Hacker Newsnew | past | comments | ask | show | jobs | submitlogin
Show HN: Excel to Python Compiler (pyoneer.ai)
79 points by narush on May 23, 2024 | hide | past | favorite | 36 comments
We (me and @aarondia) built a tool to help you turn psuedo-software Excel files into real-software Python. Ideally, Pyoneer helps you automate your manual Excel processes. You can try it today here: https://pyoneer.ai.

How it works:

1. You upload an Excel file

2. We statically parse the Excel file and build a dependency graph of all the cells, tables, formulas, and pivots.

3. We do a graph traversal, and translate nodes as we hit them. We use OpenAI APIs to translate formulas. There’s a bunch of extra work here — because even with the best prompt engineering a fella like me can do, OpenAI sucks at translating formulas (primarily because it doesn’t know what datatypes its dealing with). We augment this translation with a mapping from ranges to variable names and types, which in our experience can improve the percentage of correctly translatable formulas by about 5x.

4. We generate test cases for our translations as well, to make sure the Python process matches your Excel process.

5. We give you back a Jupyter notebook that contains the code we generated.

If there are pieces of the Excel we can’t translate successfully (complex formulas, or pivot tables currently), then we leave them as a TODO in the code. This makes it easy for you to hop in and continue finishing the script.

Who is this for:

Developers who know Python, primarily! Pyoneer might be useful if:

1. You’ve got an Excel file you’re looking to move to Python (usually for speed, size, or maintenance reasons).

2. There’s enough logic contained in the notebook that it’s going to be a hassle for you to just rewrite it from scratch.

3. Or you don’t know the logic that is in the Excel workbook well since you didn’t write it in the first place :)

Post translation, even if Pyoneer doesn't nail it perfectly or translate all the formulas, you'll be able to pop into the notebook and continue cleaning up the TODOs / finish writing the formulas.

What the Alpha launch supports:

Launched early! Currently we’re focused on supporting:

1. Any number of sheets, with any reference structure between them.

2. Cells that translate as variables directly. We’ll translate the formulas to Python code that has the same result, or else we’ll generate a TODO letting you know we failed translating this cell.

3. Tables that translate as Pandas dataframes. We support at most one table per sheet, at the tables must be contigious. If the formulas in a column are consistent, then we will try and translate this as a single pandas statement.

We do not support: pivot tables or complex formulas. When we fail to translate these, we generate TODO statements. We also don’t support graphs or macros - and you won’t see these reflected in the output at all currently.

Why we built this:

We did YCS20 and built an open source tool called Mito(https://trymito.io). It’s been a good journey since then - we’ve scaled revenue and to over 2k Github stars (https://github.com/mito-ds/mito). But fundamentally, Mito is a tool that’s useful for Excel users who wanted to start writing Python code more effectively.

We wanted to take another stab at the Excel -> Python pain point that was more developer focused - that helped developers that have to translate Excel files into Python do this much more quickly. Hence, Pyoneer!

I’ll be in the comments today if you’ve got feedback, criticism, questions, or comments.



Why would you get an LLM to transpile the formula for you? There are already libraries that attempt to do this. Wouldn't your time be better served in expanding these libraries to overcome deficiencies? I don't get why you would throw away all the work done in this space and just offload it to an LLM. It's a technical problem. Imagine if ditched all transpilers and gave it to an LLM and said "good luck!"

https://formulas.readthedocs.io/en/stable/


Copying and pasting from a comment below -- we considered this heavily during our MVP, but in practice "moving an Excel process to Python" does not just mean executing an Excel file through Python.
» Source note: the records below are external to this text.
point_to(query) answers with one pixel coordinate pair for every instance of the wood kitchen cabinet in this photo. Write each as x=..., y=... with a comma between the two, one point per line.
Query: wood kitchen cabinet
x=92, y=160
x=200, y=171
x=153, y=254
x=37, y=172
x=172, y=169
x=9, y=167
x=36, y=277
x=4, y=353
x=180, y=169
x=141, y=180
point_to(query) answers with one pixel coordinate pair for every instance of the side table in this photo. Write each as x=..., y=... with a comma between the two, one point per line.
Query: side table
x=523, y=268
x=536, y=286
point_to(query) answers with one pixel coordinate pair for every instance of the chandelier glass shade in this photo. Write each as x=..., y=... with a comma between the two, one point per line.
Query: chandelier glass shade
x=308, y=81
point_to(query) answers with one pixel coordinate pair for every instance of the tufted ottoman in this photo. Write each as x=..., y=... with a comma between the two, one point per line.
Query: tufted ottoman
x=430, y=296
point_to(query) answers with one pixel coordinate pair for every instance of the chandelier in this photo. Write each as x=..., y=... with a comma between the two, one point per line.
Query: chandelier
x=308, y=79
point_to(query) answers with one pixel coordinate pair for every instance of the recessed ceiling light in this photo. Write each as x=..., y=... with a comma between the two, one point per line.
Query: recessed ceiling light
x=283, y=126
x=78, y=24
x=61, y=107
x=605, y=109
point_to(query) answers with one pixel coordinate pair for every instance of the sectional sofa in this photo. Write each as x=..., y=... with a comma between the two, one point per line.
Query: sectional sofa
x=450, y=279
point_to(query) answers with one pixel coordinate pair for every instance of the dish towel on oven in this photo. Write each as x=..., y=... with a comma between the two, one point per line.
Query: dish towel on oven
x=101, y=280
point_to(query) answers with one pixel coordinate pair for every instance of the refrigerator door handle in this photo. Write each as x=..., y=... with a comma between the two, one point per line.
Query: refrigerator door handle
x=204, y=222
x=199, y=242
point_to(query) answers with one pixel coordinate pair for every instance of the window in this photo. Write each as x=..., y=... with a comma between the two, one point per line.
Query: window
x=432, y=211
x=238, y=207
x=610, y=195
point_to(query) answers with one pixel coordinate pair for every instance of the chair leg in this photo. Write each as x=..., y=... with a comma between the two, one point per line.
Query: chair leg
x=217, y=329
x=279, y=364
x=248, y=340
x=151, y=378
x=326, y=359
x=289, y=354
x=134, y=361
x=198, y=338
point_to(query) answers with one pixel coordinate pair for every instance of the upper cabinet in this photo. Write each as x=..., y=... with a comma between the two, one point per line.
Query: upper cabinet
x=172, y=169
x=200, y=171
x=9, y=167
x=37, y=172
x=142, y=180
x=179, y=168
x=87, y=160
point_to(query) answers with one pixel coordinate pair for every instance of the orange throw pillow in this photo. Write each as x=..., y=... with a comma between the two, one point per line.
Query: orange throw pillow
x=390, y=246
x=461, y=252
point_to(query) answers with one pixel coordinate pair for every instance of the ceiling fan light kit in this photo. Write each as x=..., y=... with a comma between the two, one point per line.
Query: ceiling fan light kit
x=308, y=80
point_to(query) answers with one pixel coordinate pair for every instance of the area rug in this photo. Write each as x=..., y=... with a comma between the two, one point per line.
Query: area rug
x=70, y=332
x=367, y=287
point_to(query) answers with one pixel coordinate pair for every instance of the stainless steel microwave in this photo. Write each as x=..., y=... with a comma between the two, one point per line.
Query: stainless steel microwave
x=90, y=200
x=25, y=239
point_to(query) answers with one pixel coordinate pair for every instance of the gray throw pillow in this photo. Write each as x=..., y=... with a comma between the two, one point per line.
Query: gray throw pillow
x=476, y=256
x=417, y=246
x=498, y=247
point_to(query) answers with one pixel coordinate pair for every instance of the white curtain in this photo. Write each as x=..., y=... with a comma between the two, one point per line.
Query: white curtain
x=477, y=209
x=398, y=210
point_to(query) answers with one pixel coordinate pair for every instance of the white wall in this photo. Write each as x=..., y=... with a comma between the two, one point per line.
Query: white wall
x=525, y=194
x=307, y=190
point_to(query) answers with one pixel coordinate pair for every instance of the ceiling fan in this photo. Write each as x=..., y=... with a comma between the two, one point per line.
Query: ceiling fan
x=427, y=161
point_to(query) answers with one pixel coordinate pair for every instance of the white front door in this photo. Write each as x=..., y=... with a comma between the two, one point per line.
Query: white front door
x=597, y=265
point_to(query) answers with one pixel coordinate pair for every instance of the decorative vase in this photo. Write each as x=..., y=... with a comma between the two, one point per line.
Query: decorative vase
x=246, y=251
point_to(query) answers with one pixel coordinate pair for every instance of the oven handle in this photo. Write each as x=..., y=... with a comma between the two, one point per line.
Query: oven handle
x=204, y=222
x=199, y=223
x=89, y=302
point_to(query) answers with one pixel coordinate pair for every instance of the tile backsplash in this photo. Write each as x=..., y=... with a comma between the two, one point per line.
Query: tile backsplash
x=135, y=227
This pretty much doesn't replace your Excel dependence at all.

Consider the following (pretty easy) translation of a simple table:

    # This is not a useful or usable artifact; you're still trapped in Excel
    # but things are just worse now, since it's not on a 2d grid
    A1 = "Prices"
    A2 = 1
    A3 = 2
    B1 = "With Tax"
    B2 = SUM(A1, 10) * 1.3
    B3 = SUM(A2, 10) * 1.3
But this is ultimately is an awful solution for the user: 1. It’s 100% impossible to read. A large Excel file often has 100k+ formulas (many of them with shared structures). This is 100k+ lines of code... 2. It’s impossible to maintain. Yeah, since it lacks all semantic structure, there’s no f* way you’re going to test it or modify it.

To make it really concrete: you can't just transpile a SUMIF or VLOOKUP to a Python implementation of SUMIF or VLOOKUP, and you absolutely can't do this on a cell-by-cell basis.

Rather: we're trying to generate a Python script that appears to be written by an expert developer. To do this, you have to be willing to ditch the Excel formulas / execution engine, do more abstract reasoning over the file (like identifying tables / consistent formulas in columns and translating them as pandas dataframes), and translate them without just relying on matching the Excel exactly.

You want something closer to this:

    df = pd.DataFrame({'Prices': [1, 2]})
    df['With Tax'] = (df['Prices'] + 10) * 1.3
We want parity of outputs, not parity in how we get there!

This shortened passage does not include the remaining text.